そういえば、前述の強右衛門さんが一世一代の決断をして死んだのは、36歳の時。
同じ年齢を迎える私も、なんか一世一代の賭けみたいなの、してみたいな。






2015年1月2日金曜日

20150101

また新しい一年のはじまり。

今年の、そしてたぶんこれからの私の人生のテーマは、「空」。


それは、そら、であり、くう、であり、から、であり、あき、でもある。


小さい頃から、しあわせだったり、悲しかったり、さみしかったり、心がよく動くときはいつも、空を見あげた。

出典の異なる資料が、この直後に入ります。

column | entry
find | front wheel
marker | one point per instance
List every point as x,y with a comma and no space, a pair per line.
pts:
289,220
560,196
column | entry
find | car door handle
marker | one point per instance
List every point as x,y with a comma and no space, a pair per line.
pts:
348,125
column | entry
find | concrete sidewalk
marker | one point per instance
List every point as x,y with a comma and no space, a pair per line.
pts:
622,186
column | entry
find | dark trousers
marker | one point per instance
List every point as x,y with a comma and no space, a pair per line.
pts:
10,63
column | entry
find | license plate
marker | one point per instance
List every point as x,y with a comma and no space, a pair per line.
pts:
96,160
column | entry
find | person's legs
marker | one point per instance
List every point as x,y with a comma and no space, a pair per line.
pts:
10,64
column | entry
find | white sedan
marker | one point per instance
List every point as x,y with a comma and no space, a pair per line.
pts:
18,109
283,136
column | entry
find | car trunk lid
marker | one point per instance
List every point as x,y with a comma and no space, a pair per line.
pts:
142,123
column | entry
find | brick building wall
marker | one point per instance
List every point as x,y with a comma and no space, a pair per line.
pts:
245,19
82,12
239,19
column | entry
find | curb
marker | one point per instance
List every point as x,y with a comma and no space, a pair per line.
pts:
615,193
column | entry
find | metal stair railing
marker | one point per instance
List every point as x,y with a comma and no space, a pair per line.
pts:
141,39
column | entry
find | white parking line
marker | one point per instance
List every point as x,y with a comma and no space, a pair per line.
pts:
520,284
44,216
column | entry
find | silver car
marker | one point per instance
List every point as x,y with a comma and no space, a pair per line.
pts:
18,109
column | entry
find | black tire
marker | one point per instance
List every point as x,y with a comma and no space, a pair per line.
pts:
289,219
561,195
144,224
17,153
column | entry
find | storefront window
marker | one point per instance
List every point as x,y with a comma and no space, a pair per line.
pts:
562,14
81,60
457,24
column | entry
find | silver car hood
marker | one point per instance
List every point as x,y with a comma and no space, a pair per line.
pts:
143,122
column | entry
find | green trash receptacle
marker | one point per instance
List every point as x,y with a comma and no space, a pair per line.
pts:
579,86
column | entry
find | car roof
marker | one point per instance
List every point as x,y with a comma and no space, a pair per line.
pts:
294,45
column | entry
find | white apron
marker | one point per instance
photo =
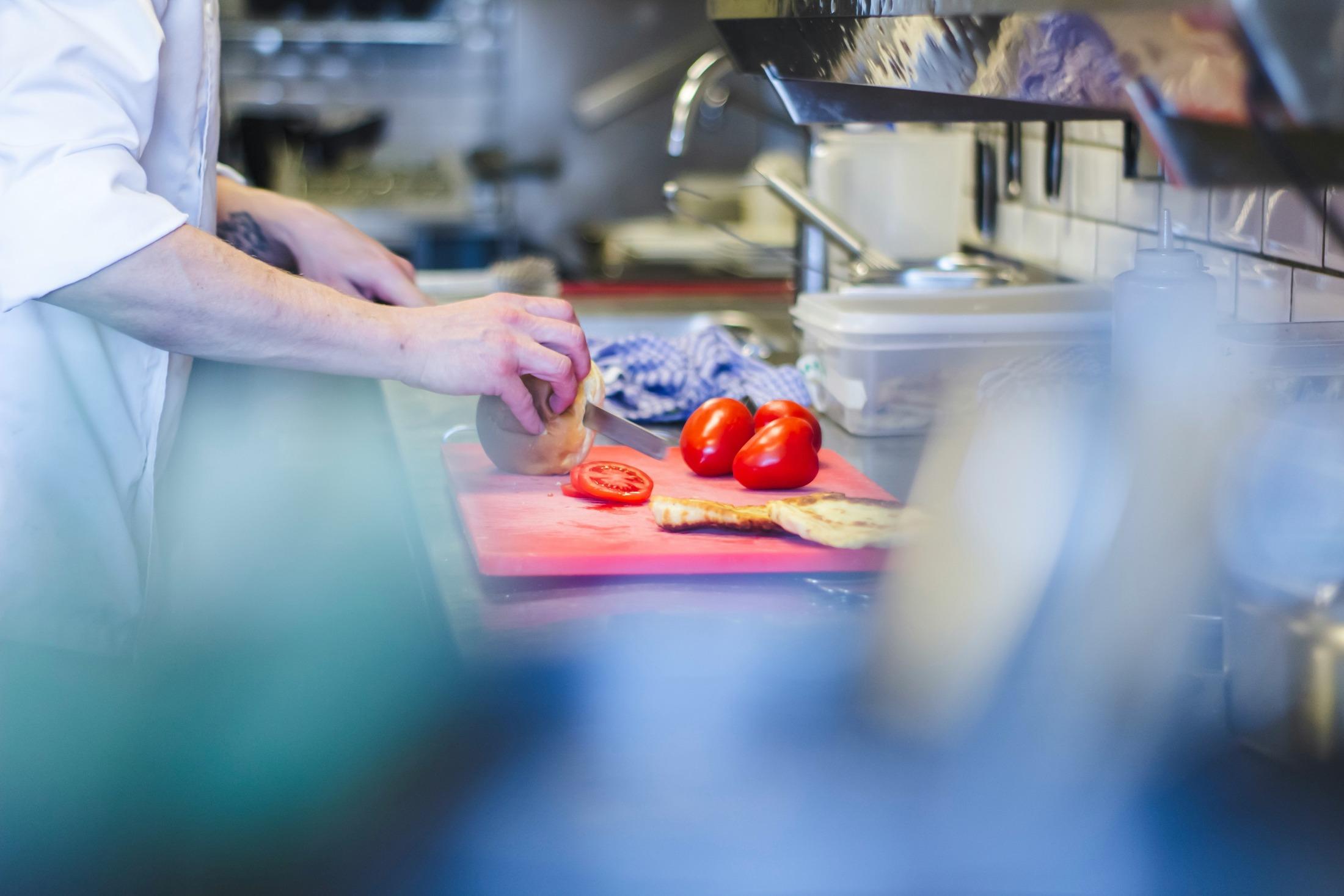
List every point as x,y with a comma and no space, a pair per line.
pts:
108,140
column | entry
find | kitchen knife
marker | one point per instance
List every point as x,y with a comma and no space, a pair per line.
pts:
626,433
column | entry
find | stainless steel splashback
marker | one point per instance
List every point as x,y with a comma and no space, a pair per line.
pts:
1191,71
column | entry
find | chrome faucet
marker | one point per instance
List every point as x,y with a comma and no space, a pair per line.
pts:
702,88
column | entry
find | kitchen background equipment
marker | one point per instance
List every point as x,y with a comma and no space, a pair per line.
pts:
522,526
1282,539
528,275
881,359
893,186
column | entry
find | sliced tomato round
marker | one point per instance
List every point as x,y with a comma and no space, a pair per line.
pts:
608,481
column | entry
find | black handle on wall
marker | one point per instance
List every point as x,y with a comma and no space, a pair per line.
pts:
987,189
1054,158
1012,160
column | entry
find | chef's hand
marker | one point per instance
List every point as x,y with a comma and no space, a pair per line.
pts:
303,238
486,346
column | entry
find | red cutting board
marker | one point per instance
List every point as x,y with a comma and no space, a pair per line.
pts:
522,526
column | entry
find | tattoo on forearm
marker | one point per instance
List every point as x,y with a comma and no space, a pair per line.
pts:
243,231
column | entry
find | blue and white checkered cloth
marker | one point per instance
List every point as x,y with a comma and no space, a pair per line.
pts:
659,381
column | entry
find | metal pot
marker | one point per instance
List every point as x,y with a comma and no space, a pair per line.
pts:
1285,673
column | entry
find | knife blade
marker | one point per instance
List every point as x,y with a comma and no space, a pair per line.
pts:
626,433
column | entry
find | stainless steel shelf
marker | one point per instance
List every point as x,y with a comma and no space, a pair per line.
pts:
405,32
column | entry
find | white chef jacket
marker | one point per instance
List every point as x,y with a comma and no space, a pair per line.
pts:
108,139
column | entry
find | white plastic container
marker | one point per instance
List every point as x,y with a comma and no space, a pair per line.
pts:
882,362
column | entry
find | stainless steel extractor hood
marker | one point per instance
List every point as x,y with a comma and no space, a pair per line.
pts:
1230,96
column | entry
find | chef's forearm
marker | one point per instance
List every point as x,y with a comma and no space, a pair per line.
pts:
191,293
249,220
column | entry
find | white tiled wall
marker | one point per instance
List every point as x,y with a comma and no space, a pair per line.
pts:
1266,247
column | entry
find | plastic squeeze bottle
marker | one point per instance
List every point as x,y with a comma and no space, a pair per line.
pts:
1163,316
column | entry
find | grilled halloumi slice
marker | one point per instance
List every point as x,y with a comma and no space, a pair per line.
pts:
841,522
683,515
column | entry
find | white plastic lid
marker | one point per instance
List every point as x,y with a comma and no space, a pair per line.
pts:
1065,308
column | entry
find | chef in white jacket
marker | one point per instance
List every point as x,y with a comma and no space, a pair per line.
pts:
112,277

そこはいつだって静かで、何もなくて、美しくて、そのときの心の在り様によって目に映る景色が変わった。


そしてそこには、私の憧れや夢や、幸福や感謝や、無数のさよならや痛みや、そういうものがたくさんたくさん昇って、溶けていった。


陽が射せば陽を映し、夜になれば闇や月や星を映し、雨が降れば虹を映す、おおきな透明の鏡。
それ自体はなんの実体ももたず、ただあるがままに姿かたちを変えてゆきながら、とどまることなく変わり続ける。


私は、そういうものでありたい。



先日、久しぶりにお友達のところへエサレンマッサージと滋味ごはんのおもてなしを受けに出かけたら、渋谷の駅前でとても素敵な空に出くわした。

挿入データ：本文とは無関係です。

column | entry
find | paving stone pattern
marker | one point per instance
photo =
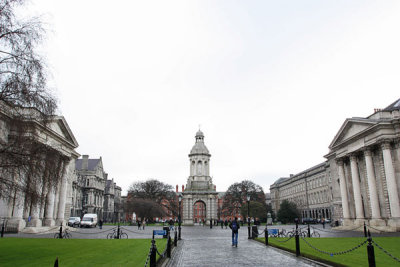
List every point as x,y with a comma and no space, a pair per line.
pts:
203,246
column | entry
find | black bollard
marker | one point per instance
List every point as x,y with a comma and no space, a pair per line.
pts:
370,251
60,233
176,239
153,253
297,239
169,247
365,230
2,230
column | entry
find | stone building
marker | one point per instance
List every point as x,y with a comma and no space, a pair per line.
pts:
360,182
54,207
309,189
92,192
88,189
112,202
199,197
364,158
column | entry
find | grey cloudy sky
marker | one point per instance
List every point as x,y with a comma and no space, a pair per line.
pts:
270,82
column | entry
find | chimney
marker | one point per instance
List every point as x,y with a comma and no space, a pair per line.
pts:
85,162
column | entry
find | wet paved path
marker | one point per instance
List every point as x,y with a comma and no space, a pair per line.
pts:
203,246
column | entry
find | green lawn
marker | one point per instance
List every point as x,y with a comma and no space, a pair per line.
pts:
357,257
75,252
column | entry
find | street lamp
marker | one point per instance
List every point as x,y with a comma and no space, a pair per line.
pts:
210,213
248,215
179,218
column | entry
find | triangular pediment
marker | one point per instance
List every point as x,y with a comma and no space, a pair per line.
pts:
350,129
59,125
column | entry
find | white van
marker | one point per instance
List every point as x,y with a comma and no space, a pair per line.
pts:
89,220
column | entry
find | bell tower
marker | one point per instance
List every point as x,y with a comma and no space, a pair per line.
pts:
199,197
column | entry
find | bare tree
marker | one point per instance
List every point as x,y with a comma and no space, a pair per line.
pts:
236,196
144,208
27,166
22,70
159,193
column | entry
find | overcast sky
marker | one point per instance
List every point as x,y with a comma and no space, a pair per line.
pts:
270,82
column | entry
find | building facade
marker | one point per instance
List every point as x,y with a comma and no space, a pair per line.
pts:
310,190
55,201
92,192
365,163
360,181
89,186
199,196
112,211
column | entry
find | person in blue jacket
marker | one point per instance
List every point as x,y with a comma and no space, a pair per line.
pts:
234,225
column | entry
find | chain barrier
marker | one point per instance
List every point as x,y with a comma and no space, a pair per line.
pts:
282,241
263,231
44,232
335,231
335,253
387,253
95,233
148,258
134,232
163,254
378,229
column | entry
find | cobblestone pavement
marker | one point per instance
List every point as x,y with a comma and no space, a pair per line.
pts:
202,246
133,232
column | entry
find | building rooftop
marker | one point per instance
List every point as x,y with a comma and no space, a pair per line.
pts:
92,163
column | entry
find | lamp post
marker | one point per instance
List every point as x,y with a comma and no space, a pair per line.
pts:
179,218
210,213
248,215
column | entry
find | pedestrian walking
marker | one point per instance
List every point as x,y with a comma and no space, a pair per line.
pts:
171,225
235,231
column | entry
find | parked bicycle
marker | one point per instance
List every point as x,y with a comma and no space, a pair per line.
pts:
293,233
114,235
315,234
64,234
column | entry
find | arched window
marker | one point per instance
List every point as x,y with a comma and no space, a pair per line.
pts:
199,168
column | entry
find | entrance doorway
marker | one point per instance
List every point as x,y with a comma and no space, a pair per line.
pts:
199,212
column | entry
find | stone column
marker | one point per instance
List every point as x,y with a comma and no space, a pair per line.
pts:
56,200
393,194
373,193
49,221
343,193
18,211
355,178
63,195
35,220
191,209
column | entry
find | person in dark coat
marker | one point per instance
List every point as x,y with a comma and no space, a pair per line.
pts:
235,231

私の身体とたくさんお話しながら、私の身体が今ここにあることを一緒に確かめてくれた友だちは施術が終わったあと「キヨノちゃんは、アマノハラってとこにいたよ。そこは何もないけど満ちたりていて、キヨノちゃんは飽きてるくせにここにいたいって言い張って、こっちの方が楽しいよっていくら呼んでもちっともこっちには来ようとしなかったよ」と云った。



アマノハラ、は大空。
たぶん私はしばらく、あるいはずっと、からっぽのそらをあきあきと漂う、なにもないもので在りつづける。



そういう私に、生きている私のかたちを与えてくれるのはただひとつ、私自身の「心」だけ。

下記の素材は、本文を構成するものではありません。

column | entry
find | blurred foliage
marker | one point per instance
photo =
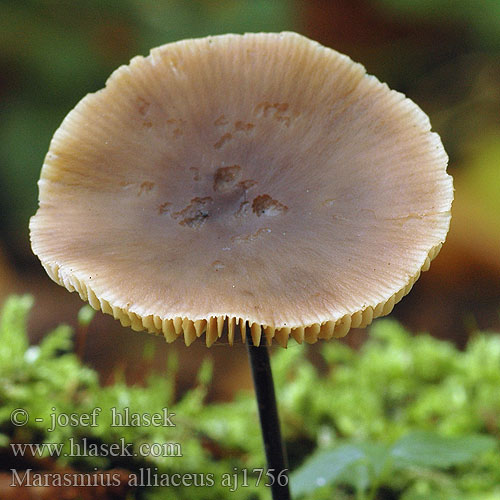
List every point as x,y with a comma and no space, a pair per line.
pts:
53,52
407,417
480,18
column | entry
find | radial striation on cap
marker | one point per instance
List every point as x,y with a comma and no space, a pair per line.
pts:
234,180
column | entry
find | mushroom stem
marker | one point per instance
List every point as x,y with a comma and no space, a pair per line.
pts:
277,467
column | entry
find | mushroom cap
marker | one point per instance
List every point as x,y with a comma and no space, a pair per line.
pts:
257,179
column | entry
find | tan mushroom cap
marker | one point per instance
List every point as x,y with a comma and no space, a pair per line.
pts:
258,178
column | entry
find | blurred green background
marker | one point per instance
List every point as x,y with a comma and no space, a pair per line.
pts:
444,54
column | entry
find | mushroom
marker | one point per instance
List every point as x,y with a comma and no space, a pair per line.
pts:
257,182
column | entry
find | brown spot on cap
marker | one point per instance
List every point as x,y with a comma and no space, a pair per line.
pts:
256,179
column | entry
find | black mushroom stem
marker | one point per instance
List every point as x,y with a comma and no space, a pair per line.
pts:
277,471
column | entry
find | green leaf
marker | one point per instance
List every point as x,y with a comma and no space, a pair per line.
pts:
370,469
432,450
324,467
13,336
86,315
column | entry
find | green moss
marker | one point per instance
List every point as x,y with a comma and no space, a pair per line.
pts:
407,404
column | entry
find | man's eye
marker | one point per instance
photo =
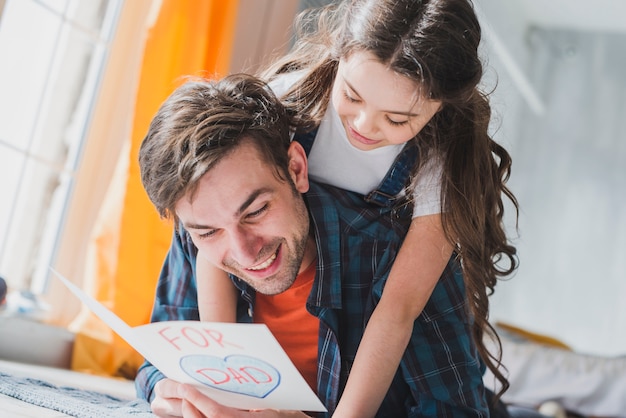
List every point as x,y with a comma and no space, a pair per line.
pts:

そのかたちを誰かとわけあいたくなったら、きっと私は一生懸命に心を動かして、その時々に思いつく何かを創りだしてゆくのだろう。



今年は、今までやってきたことの中で今もやりたいことを続けて、文化的な生活を送る余裕ができるように生活の手立てももっとちゃんと考えるけど、もうひとつ新しいやってみたいことができたから、それに向けて日々をがんばってみよう。



あぁ、それからもうひとつ。
今年は今まででいちばんたくさん、きれいだよって心から云われる人にもなりたい。